Cercò le parole giuste per rispondergli. "Mi spiace, ma proprio non posso accettare, anche se ne sono lusingata. Dico sul serio."
"Non abbiamo chiesto il tuo parere" disse Iruk.
"Ma io ve lo darò lo stesso" disse Joyce spazientita.
Ulan Centa, pensò.
Un formicolio si diffuse nelle braccia e nelle gambe.
Iruk dovette intuire cosa stava per accadere perché le puntò contro la lancia. "Questa ragazza parla troppo."
Joyce afferrò la lancia e gliela strappò di mano.

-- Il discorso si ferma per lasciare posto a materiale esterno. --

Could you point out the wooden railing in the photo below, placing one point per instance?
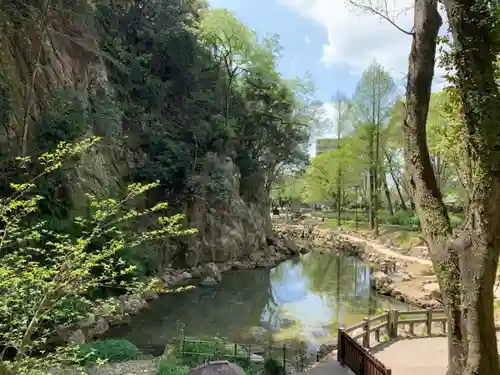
(358, 359)
(357, 356)
(388, 323)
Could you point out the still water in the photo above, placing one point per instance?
(302, 299)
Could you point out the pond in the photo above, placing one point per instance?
(302, 299)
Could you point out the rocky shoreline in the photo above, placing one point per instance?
(114, 311)
(407, 279)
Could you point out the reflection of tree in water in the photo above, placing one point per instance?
(343, 283)
(271, 314)
(223, 310)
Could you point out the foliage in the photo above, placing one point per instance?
(47, 276)
(171, 367)
(322, 177)
(109, 350)
(273, 367)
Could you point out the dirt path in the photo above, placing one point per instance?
(382, 249)
(425, 356)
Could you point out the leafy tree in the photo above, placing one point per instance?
(322, 177)
(47, 276)
(466, 260)
(372, 102)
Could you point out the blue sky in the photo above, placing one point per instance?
(326, 39)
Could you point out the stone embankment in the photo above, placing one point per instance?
(115, 311)
(406, 278)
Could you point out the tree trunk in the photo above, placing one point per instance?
(372, 184)
(466, 263)
(396, 183)
(422, 181)
(474, 35)
(387, 194)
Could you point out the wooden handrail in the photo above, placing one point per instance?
(391, 320)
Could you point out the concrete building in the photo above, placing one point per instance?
(325, 144)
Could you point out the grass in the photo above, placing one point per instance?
(118, 350)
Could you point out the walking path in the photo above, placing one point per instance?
(328, 367)
(419, 356)
(412, 356)
(382, 249)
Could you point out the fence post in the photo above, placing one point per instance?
(284, 358)
(393, 323)
(340, 346)
(429, 322)
(366, 335)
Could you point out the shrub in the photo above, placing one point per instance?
(169, 367)
(273, 367)
(111, 350)
(195, 352)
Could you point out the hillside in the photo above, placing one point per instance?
(178, 93)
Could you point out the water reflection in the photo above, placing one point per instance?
(302, 299)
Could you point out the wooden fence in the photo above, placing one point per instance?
(356, 355)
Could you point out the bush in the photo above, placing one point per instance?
(455, 220)
(195, 352)
(169, 367)
(111, 350)
(273, 367)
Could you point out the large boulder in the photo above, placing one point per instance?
(212, 270)
(432, 290)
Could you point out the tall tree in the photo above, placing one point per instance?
(373, 99)
(465, 261)
(341, 107)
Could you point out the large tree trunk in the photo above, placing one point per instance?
(387, 194)
(465, 263)
(396, 182)
(422, 182)
(472, 24)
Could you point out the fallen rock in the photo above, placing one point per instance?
(432, 289)
(211, 269)
(381, 280)
(77, 337)
(149, 295)
(208, 281)
(98, 328)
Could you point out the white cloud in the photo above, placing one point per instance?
(355, 37)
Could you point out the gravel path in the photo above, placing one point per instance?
(425, 356)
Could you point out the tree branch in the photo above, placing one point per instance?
(381, 14)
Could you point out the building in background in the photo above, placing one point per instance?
(325, 144)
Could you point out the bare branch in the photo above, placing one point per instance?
(381, 13)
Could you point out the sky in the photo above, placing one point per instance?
(331, 42)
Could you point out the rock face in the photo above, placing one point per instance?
(228, 226)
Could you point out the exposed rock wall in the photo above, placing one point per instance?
(229, 228)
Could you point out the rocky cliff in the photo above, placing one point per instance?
(109, 71)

La fece roteare un paio di volte e poi la spezzò in due, lanciandola ai piedi di Iruk.
L'uomo estrasse un corto pugnale e lo fece roteare nella mano destra. "Ti taglierò via un braccio, così imparerai" disse con tono minaccioso.
Joyce evocò lo scudo magico e con l'altra mano preparò un dardo.
"Non ho paura del tuo potere" disse Iruk girandole attorno.
"Dovresti" disse Joyce a denti stretti. Sentiva il sangue pulsarle nelle tempie, come sempre le accadeva quando doveva combattere. "Ho ucciso Rancey, il luogotenente di Malag."
"Mai sentiti nominare" disse Iruk.
"E distrutto i titani di Mar Qwara."
Iruk ghignò. "Ne sai raccontare di storie. Mi diverti."
"Non ti ho detto ancora il meglio."
Iruk si lanciò contro di lei.
Joyce usò le gambe per balzare indietro prima di venire colpita e lanciò il dardo. Il proiettile sfiorò il collo del guerriero e colpì il terreno.
"Mi hai mancato" disse l'uomo.
"L'ho fatto di proposito" rispose Joyce.
"Altre storie" disse il guerriero tornando ad avvicinarsi. "Non sai fare di meglio?"
"So fare molto di più" disse Joyce.
Dalle sue mani scaturì un fascio di energia che colpì Iruk al petto e lo spinse all'indietro, facendolo rotolare per alcuni passi.
Joyce notò un movimento alle sue spalle. I guerrieri si erano spostati e l'avevano circondata, le lance puntate verso di lei.
"Che aspettate?" gridò Iruk. "Fermatela. È pericolosa."
"Tu non sai quanto" disse una voce proveniente dall'alto.
Joyce alzò la testa di scatto e vide un viso familiare sporgersi da una delle grotte.
"Halux" esclamò. "Che cosa ci fai qui?"
"Sirak" disse l'erudito. "Posso parlarti un attimo?"
Sirak guardò prima Halux e poi Joyce. "Conosci questa straniera?"
"Purtroppo sì" disse Halux. "È una che porta guai. Se vuoi un consiglio, cacciala via prima che tu abbia di che pentirtene."
Joyce avvampò, ma rimase in silenzio.
"Vieni su, per favore" disse Halux invitando l'altro con un gesto della mano.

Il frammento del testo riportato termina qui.